The speaker for the Rabbis for Human Rights said that if there are no Israeli advocates for this then everyone will just turn a blind eye to these human beings. We asked the Palestinian what his dream living situation would be. He said that in 1986 families were kicked out of the area but a few remained to fight. He was one of the remainders, and since, they have spread out through the area. He said he wants to be here, where his mother was born, where the archaeological site was born. He dedicated his life to helping the land of Sussiya. His family is here and he doesn’t want to live anywhere else. He recognizes that Jews need to be here too.
In ten years, “G-d willing we’ll have peace, but I am pretty optimistic that we won’t and there will be more war.” He would rather work doing something rather than agriculture, but there isn’t anything else. There is no infrastructure. In the past there was more development there than in Jordan, but now there is more in Jordan.
He also said when there was a Palestinian Authority he, and others, were upset with them. Now there is no one, so who can they be mad at?

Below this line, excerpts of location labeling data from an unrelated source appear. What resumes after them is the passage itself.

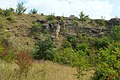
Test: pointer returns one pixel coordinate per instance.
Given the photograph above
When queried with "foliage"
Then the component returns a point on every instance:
(101, 22)
(44, 50)
(20, 8)
(115, 33)
(36, 28)
(65, 56)
(33, 11)
(24, 62)
(51, 17)
(66, 44)
(102, 42)
(83, 17)
(108, 64)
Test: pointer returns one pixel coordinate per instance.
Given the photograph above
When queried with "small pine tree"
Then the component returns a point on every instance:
(33, 11)
(20, 8)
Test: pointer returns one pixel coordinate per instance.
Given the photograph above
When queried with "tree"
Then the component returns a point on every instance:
(20, 8)
(83, 17)
(115, 33)
(44, 50)
(33, 11)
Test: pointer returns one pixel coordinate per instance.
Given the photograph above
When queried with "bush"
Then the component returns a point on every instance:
(83, 17)
(51, 17)
(24, 61)
(20, 8)
(36, 28)
(66, 44)
(115, 33)
(102, 42)
(108, 67)
(44, 50)
(101, 22)
(65, 56)
(33, 11)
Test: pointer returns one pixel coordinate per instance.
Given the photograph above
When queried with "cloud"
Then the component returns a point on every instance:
(8, 3)
(93, 8)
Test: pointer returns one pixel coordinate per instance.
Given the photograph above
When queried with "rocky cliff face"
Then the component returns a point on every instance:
(55, 27)
(73, 26)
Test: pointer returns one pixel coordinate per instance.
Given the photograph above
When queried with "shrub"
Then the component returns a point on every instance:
(24, 62)
(65, 56)
(33, 11)
(36, 28)
(115, 33)
(66, 44)
(8, 12)
(83, 17)
(51, 17)
(44, 50)
(20, 8)
(101, 22)
(108, 67)
(102, 42)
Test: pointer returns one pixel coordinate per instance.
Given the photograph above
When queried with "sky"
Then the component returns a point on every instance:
(94, 8)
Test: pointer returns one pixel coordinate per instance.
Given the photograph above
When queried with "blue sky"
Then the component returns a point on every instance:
(94, 8)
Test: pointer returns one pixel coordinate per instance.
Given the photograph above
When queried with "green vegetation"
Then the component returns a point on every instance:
(33, 11)
(20, 8)
(83, 17)
(30, 50)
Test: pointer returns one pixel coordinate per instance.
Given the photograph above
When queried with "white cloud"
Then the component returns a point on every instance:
(8, 3)
(94, 8)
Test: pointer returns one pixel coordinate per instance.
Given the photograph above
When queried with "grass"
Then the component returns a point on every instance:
(41, 70)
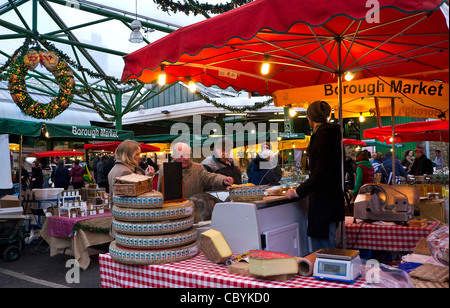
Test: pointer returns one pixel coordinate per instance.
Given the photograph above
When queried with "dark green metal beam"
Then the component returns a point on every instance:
(105, 13)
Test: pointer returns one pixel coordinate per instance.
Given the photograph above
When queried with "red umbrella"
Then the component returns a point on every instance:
(349, 142)
(306, 43)
(410, 132)
(112, 146)
(55, 153)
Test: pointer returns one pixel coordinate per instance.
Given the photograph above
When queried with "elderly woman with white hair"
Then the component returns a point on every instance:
(196, 179)
(221, 160)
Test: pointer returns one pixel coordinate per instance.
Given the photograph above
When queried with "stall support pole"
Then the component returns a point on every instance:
(118, 109)
(341, 124)
(393, 139)
(20, 173)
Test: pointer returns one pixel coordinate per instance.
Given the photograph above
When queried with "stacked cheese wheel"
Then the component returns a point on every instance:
(151, 232)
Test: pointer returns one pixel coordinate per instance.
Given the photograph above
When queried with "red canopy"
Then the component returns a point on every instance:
(410, 132)
(112, 146)
(347, 141)
(307, 43)
(55, 153)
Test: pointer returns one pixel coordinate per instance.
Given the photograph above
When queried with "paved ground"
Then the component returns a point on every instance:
(38, 270)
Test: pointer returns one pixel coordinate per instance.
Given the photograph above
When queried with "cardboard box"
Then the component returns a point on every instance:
(9, 201)
(432, 210)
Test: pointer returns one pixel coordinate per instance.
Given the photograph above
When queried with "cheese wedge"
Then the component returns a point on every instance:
(270, 263)
(214, 246)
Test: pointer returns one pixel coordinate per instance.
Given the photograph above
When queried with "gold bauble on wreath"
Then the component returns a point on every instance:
(29, 60)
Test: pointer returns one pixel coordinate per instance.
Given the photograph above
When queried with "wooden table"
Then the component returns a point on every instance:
(59, 233)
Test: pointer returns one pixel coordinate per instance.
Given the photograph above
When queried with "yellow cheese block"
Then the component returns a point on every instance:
(270, 263)
(214, 246)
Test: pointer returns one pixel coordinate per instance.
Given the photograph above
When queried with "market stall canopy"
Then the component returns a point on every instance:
(304, 42)
(376, 143)
(86, 132)
(112, 146)
(411, 132)
(19, 127)
(55, 153)
(413, 98)
(350, 142)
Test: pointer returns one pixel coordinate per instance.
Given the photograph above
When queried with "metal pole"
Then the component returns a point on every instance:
(20, 173)
(341, 124)
(393, 139)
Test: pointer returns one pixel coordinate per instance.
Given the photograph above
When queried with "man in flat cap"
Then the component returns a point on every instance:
(324, 186)
(422, 164)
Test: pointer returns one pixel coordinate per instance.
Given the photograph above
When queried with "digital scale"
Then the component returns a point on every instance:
(337, 264)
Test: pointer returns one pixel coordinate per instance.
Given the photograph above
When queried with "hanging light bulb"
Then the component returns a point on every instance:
(136, 35)
(292, 112)
(361, 118)
(349, 76)
(265, 67)
(162, 77)
(192, 86)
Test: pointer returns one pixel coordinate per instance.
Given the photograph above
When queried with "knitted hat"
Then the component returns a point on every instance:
(318, 111)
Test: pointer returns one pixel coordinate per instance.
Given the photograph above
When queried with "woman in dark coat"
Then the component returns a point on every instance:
(37, 177)
(326, 206)
(61, 176)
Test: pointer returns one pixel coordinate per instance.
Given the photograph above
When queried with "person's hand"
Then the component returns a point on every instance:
(291, 193)
(150, 171)
(228, 181)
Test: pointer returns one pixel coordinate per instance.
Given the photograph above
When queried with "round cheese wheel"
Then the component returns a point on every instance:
(148, 256)
(157, 214)
(152, 199)
(157, 241)
(149, 228)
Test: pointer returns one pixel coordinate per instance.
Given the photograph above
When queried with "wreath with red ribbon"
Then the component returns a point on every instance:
(29, 59)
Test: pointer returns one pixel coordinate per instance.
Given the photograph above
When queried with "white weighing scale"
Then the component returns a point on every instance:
(337, 264)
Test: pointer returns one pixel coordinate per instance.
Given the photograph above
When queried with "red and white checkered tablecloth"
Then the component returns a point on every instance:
(384, 237)
(197, 272)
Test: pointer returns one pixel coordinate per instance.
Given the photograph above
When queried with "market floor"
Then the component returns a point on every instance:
(38, 270)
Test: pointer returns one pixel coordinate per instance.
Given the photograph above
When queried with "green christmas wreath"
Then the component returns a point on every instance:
(29, 59)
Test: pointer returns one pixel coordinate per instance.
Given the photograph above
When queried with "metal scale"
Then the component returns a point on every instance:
(337, 264)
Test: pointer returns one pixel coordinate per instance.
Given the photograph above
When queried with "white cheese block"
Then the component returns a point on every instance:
(214, 246)
(150, 228)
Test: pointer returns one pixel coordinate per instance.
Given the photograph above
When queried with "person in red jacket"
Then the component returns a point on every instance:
(76, 173)
(364, 171)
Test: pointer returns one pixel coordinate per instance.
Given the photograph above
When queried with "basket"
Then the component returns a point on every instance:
(132, 185)
(247, 193)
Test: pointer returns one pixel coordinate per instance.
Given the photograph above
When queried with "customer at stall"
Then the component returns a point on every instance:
(196, 179)
(438, 163)
(102, 173)
(364, 171)
(386, 170)
(61, 176)
(23, 177)
(422, 164)
(377, 161)
(408, 160)
(262, 169)
(324, 186)
(127, 162)
(37, 177)
(221, 161)
(76, 173)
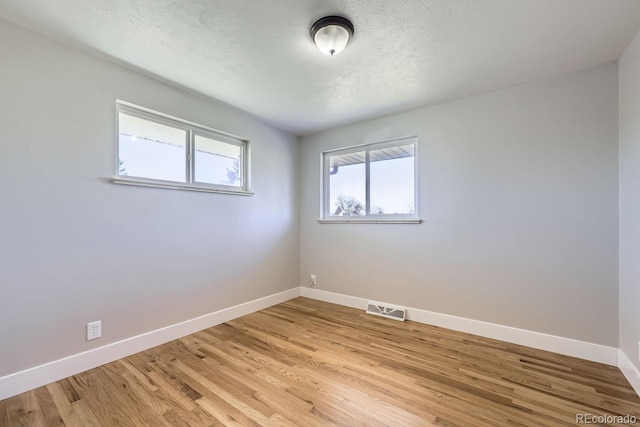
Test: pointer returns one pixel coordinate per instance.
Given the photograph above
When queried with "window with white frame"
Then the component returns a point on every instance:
(162, 151)
(371, 182)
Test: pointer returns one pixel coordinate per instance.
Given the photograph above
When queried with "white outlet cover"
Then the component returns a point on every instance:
(94, 330)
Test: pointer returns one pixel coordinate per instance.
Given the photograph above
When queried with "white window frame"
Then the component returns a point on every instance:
(325, 206)
(191, 130)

When asked what he wants as a solution to the conflict and he told us he is worried that if there are two states then there will still be a lot of war. He doesn’t know what most Palestinians want as a solution, but he doesn’t think the problem is religious and dealing with the the Qur’an or the Torah. He just wants to live here peacefully, but that never gets put out there in the news. According to him, only the extremists are ever shown, not people such as he who ‘simply’ want to live on the land that they want to live on.

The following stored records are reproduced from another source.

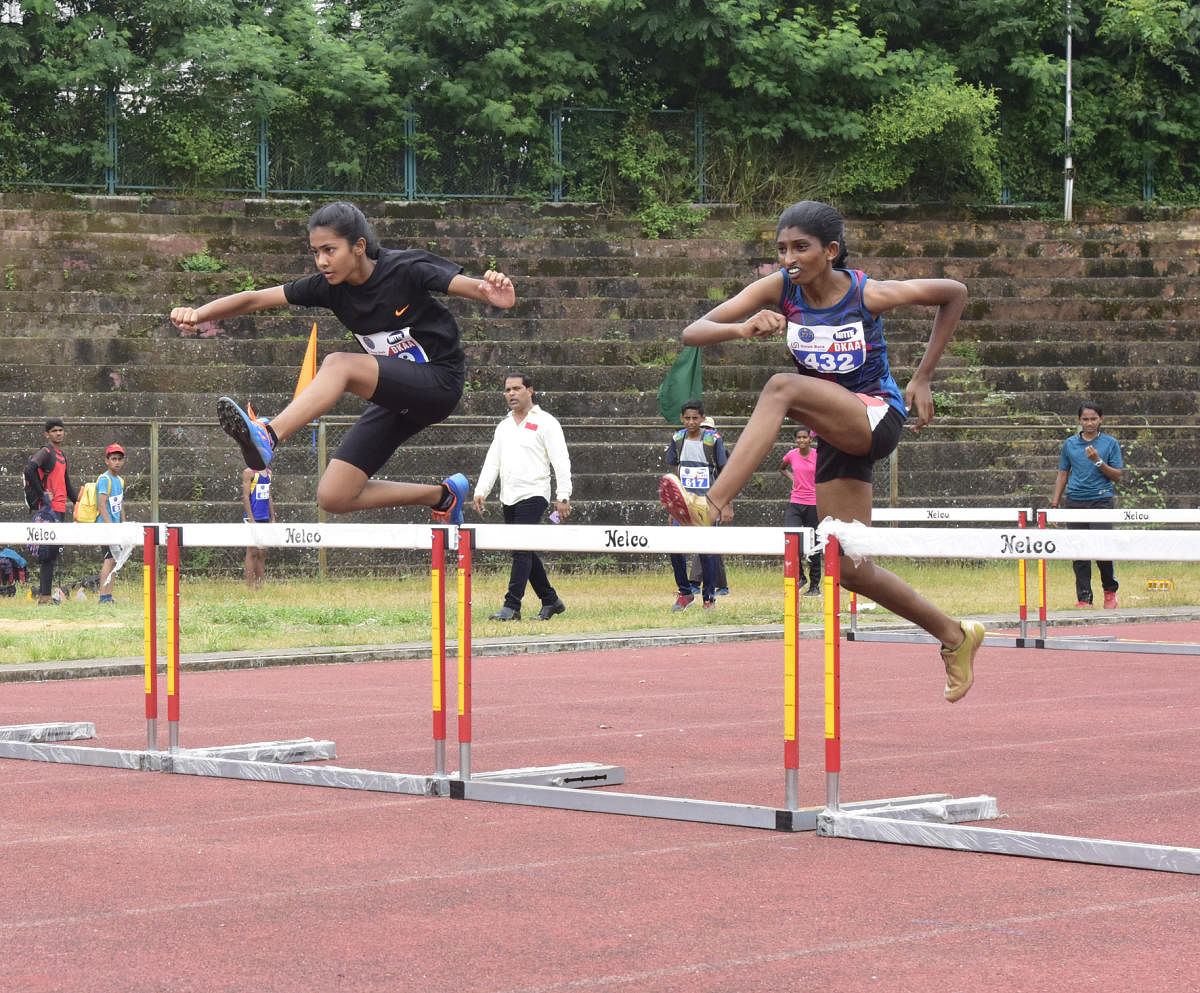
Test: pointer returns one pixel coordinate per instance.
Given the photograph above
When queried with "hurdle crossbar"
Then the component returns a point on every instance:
(1018, 516)
(791, 545)
(1069, 516)
(858, 541)
(125, 536)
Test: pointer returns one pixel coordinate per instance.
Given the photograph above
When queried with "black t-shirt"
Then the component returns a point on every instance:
(391, 313)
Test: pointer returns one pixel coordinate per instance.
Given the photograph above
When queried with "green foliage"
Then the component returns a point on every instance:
(1144, 480)
(882, 98)
(202, 262)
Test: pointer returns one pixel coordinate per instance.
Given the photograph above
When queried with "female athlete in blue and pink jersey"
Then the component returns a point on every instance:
(844, 390)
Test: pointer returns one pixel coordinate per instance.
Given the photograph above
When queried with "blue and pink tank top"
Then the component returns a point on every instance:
(843, 343)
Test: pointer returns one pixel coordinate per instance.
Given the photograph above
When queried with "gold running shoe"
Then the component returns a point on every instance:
(958, 661)
(683, 506)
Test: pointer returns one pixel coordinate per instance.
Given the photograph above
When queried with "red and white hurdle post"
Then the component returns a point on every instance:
(466, 542)
(150, 630)
(438, 599)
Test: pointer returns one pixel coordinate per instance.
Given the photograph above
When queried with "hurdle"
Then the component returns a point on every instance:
(40, 742)
(654, 540)
(1099, 642)
(279, 762)
(1019, 517)
(916, 825)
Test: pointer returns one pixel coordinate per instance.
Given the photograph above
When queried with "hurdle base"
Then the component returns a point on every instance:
(891, 828)
(295, 750)
(573, 775)
(665, 807)
(83, 754)
(72, 730)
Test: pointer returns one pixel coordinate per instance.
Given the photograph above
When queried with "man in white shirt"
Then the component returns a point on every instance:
(526, 446)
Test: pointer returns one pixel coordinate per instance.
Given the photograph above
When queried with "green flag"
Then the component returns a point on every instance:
(683, 383)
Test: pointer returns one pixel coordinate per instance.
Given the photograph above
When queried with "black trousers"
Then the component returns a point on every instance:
(527, 567)
(1084, 567)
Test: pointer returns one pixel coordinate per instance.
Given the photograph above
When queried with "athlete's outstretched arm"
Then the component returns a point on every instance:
(742, 316)
(495, 289)
(951, 298)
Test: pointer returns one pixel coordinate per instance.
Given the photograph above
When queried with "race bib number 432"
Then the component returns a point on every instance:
(395, 344)
(828, 348)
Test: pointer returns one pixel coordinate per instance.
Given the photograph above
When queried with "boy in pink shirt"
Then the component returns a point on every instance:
(799, 467)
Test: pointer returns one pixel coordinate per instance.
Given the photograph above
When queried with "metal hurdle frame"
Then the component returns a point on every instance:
(279, 762)
(913, 826)
(1095, 642)
(39, 742)
(652, 540)
(1007, 516)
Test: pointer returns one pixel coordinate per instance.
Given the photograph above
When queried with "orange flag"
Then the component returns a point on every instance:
(309, 367)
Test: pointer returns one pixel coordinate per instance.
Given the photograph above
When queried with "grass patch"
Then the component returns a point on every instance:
(223, 615)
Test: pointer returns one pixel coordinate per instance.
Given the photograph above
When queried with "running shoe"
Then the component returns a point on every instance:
(684, 507)
(959, 661)
(456, 487)
(247, 431)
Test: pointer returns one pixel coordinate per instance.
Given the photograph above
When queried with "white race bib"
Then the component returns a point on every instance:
(828, 348)
(394, 344)
(694, 476)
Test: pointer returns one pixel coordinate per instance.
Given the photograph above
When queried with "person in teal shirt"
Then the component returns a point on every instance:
(1089, 469)
(111, 510)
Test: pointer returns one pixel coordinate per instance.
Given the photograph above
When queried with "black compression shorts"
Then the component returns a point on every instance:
(411, 396)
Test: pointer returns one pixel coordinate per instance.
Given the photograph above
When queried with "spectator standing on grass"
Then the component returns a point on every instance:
(257, 507)
(696, 457)
(527, 444)
(799, 467)
(412, 374)
(47, 471)
(831, 319)
(109, 510)
(1089, 469)
(696, 573)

The Rabbi then spoke, telling us just how dangerous his work is. He has been arrested, beaten, and Palestinians have stoned his car. But, “We must work together in a coalition of hope.” He said how the larger majority of both sides want a better future, but an even larger majority says the other side doesn’t want peace — “which is just simply not true.” He then proceeded to get really angry and started screaming, saying he is doing this for the future so that his kids can one day see peace. I would say I commended him for his passion, but I couldn’t help but think that the anger (which came on so suddenly) was all a big show and part of a ploy to get us to be on his side.
After my visit I reflected in my head and could not help but be surprised by everything I saw. I didn’t leave the settlements feeling happy about how these people have to live every day. It is very sad to me that they are forgotten about. Now, I don’t think this is Israel’s fault as much as it is the Palestinian Authority choosing to not recognize that they have citizens living in the West Bank. But what really shocked me the most was that here was a Rabbi, a man who not only studied Judaism, but made Aliyah to Israel, to advocate for Palestine. I think this is a good place to say we shouldn’t ever be stereotyping anyone.